Stream: t-compiler/wg-mir-opt

Topic: eddyb - niko sync


nikomatsakis (Sep 04 2019 at 13:08, on Zulip):

So I've been chatting a bit with @eddyb about MIR optimizations and I realized we should be holding that conversation here.

nikomatsakis (Sep 04 2019 at 13:09, on Zulip):

The context is that there have been a lot of complaints about intermediate memcpy's being a particular kind of poor codegen, particularly coming from the stylo/servo projects, and I'm trying to drill down to what the specific steps are for us to improve that situation.

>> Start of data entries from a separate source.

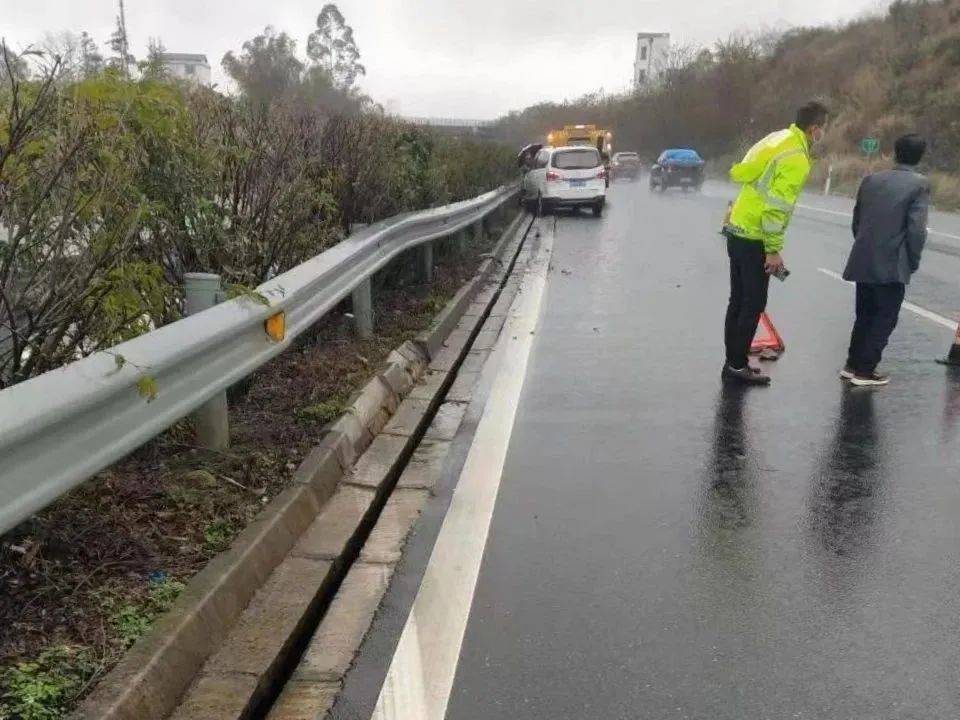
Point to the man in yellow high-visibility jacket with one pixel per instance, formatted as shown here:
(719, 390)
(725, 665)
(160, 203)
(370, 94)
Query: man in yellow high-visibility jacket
(772, 175)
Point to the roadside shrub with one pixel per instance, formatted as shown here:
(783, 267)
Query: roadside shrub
(112, 189)
(45, 688)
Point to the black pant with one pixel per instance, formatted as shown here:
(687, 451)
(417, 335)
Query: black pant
(878, 307)
(748, 297)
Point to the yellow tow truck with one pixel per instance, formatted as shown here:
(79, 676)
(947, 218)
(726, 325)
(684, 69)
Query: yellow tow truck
(586, 136)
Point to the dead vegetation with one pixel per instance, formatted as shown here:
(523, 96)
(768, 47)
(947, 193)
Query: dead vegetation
(81, 581)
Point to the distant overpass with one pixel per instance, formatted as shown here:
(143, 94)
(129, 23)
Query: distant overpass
(453, 125)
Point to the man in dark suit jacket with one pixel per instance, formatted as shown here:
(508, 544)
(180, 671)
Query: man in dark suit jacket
(890, 227)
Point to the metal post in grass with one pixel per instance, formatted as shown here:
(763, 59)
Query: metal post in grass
(363, 308)
(425, 263)
(202, 291)
(478, 228)
(460, 242)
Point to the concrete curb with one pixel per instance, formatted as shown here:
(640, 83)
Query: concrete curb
(156, 672)
(314, 684)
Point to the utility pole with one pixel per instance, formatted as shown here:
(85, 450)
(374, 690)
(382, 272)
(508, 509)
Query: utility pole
(124, 42)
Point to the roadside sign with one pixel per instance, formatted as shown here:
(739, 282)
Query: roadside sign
(869, 145)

eddyb (Sep 04 2019 at 13:10, on Zulip):

I've also talked to a few people who've been waiting for these optimizations for years

nikomatsakis (Sep 04 2019 at 13:10, on Zulip):

OK, so so far we identified that we need to improve MIR debuginfo -- and @eddyb has a draft PR that tries to introduce a new representation based on (name, scope, place) tuples -- but that work needs to be completed. This would enable us to track the name of user-given things through optimizations.

eddyb (Sep 04 2019 at 13:10, on Zulip):

apologies notwithstanding, it would be good to actually get them in

nikomatsakis (Sep 04 2019 at 13:10, on Zulip):

You were then talking about SROA?

nikomatsakis (Sep 04 2019 at 13:10, on Zulip):

Say a bit more about that

nikomatsakis (Sep 04 2019 at 13:11, on Zulip):

I guess by SROA you mean taking a MIR literal like Foo { ... } and converting it into individual wri.... oh, no, you mean promoting the fields of a stack-allocated literal to distinct variables, of course

eddyb (Sep 04 2019 at 13:11, on Zulip):

first off, the tuple is not as clear as it could be. the printed syntax is:

scope {
    name => place
}
nikomatsakis (Sep 04 2019 at 13:12, on Zulip):

ok

nikomatsakis (Sep 04 2019 at 13:12, on Zulip):

I'm not sure which is clearer, but that makes sense

nikomatsakis (Sep 04 2019 at 13:13, on Zulip):

I've also talked to a few people who've been waiting for these optimizations for years

it would be really good to get specific examples -- I think maybe you mentioned you have some floating around?

eddyb (Sep 04 2019 at 13:13, on Zulip):

the difference with SROA is that you are replacing local.x.y.z with local_x_y_z so if you want debuggers to still show a composite image of local, from all of the locals it has been split in

nikomatsakis (Sep 04 2019 at 13:13, on Zulip):

one of my fears -- I consider it basically a certainty -- is that we'll do this work and then find it's not helping the actual example programs

eddyb (Sep 04 2019 at 13:13, on Zulip):

you also need projections (although more limited) on the LHS

nikomatsakis (Sep 04 2019 at 13:13, on Zulip):

(which just means we'll have to figure out what the next blocker is)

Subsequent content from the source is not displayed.